Byte order mark

Software Engineering Team Lead and Director of Cloudsure

Sunday, 9 October 2016 · Estimated 6 minute read

The byte order mark or BOM is an invisible Unicode magic number that can be found at the beginning of a text stream.

We recently changed static HTML on a web page and all Unicode characters displayed incorrectly. This was caused by the missing byte order mark in the UTF-8 file which Windows actually requires.

This post was inspired by my curiosity and investigation of the byte order mark but further grew as it touched on UTF, endianness and the usage of the byte order mark in UTF-8.

Unicode

If you are new to Unicode then I suggest you read up on it before continuing. You can start by reading Joel Spolsky's article from 2003.

In this post I make references to Unicode code points.
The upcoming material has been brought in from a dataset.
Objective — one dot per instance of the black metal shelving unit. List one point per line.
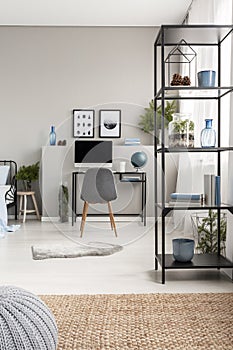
(193, 35)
They are simply the numerical positions of Unicode characters in the code space of 1,114,112 characters.

For Unicode, the particular sequence of bits is called a code unit – for the UCS-4 encoding, any code point is encoded as 4-byte (octet) binary numbers, while in the UTF-8 encoding, different code points are encoded as sequences from one to four bytes long, forming a self-synchronizing code. ~ Wikipedia

UTF

UTF stands for Unicode Transformation Format. This encoding maps Unicode code points (from U+0000 to U+10FFFF) to one or more code units or word depending on the encoding form (eg. UTF-8, UTF-16 and UTF-32) used.

Conversions between encoding forms are algorithmic making it fast and lossless.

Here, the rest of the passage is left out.